Craniofacial Surgery—Pediatric Considerations


FIGURE 18.1 Morphologic types of craniosynostosis. Diagrammatic views of different morphologic types of craniosynostosis are shown in the center of the figure. The premature closed suture is marked as a bold line. The sutures involved determine the shape of the skull. The diagrammatic view of each synostosis type is matched with the corresponding radiologic findings. The fused suture is seen as a hypertrophic keel or ridge on the x-rays.
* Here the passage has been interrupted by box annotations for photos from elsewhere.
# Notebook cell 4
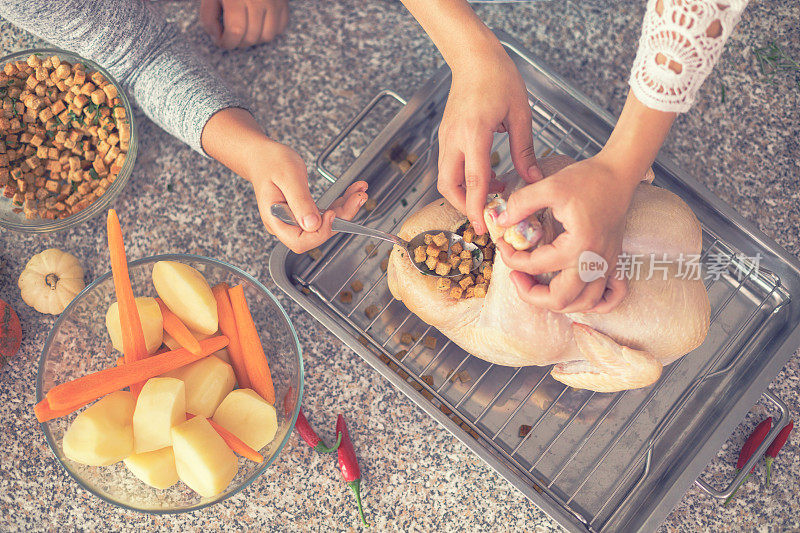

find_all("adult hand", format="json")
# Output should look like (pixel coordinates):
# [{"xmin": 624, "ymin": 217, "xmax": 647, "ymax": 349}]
[
  {"xmin": 497, "ymin": 152, "xmax": 638, "ymax": 313},
  {"xmin": 200, "ymin": 0, "xmax": 289, "ymax": 50},
  {"xmin": 438, "ymin": 42, "xmax": 542, "ymax": 234}
]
Table 18.1 Common craniofacial syndromes associated with craniosynostosis



b. Progressive postnatal craniosynostosis is characterized by a normal skull shape and normal radiologic study results at birth followed by midface hypoplasia and occasionally hypertelorism as the infant grows. Frequently, an association with the classic Crouzon syndrome phenotype occurs. These cases are significant because, although they have open sutures in infancy and do not initially display the physical manifestation of craniosynostosis, they develop multiple-suture craniosynostosis over time with slow development of symptoms of increased intracranial pressure (headaches, vomiting, irritability, papilledema, progressive optic atrophy, seizures, and/or bulging fontanels) that ultimately requires surgical interventions.


c. Shunting craniosynostosis. Shunting procedures in early infancy may result in overlapping of the calvarial bones and can induce secondary craniosynostosis.
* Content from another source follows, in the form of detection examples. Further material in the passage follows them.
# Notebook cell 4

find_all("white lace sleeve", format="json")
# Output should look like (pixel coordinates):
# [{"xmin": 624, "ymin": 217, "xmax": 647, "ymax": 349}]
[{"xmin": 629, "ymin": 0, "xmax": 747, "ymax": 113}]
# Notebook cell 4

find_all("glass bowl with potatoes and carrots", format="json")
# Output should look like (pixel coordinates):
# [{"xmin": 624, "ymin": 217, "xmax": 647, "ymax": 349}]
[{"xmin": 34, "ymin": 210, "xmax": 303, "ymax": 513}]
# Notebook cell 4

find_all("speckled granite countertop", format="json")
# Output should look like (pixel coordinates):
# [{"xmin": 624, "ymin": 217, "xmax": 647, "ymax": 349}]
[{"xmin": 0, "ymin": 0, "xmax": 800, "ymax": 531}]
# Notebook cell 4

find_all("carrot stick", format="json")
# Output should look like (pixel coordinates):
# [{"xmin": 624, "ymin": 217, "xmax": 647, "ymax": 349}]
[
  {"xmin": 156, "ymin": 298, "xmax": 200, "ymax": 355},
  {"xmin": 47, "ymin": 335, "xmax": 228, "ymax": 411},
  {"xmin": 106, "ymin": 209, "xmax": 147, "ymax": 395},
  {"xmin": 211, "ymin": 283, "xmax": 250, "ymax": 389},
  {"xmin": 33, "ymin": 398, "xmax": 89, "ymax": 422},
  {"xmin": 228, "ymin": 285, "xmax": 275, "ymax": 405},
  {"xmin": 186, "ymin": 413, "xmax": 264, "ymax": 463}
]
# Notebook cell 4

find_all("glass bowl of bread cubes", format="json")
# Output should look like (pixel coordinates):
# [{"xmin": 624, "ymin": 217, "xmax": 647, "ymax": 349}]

d. Positional plagiocephaly also known as deformational plagiocephaly is a condition most commonly found in infants and is characterized by a flat spot on the back or one side of the head caused by remaining in one position for too long. These changes are not related to premature closure of cranial sutures and treated nonsurgically by orthotic treatment using a helmet if done early enough.



CLINICAL PEARL


In keeping with the general philosophy of the correction of congenital defects, there is consensus that surgical correction of craniosynostosis during early infancy is advantageous.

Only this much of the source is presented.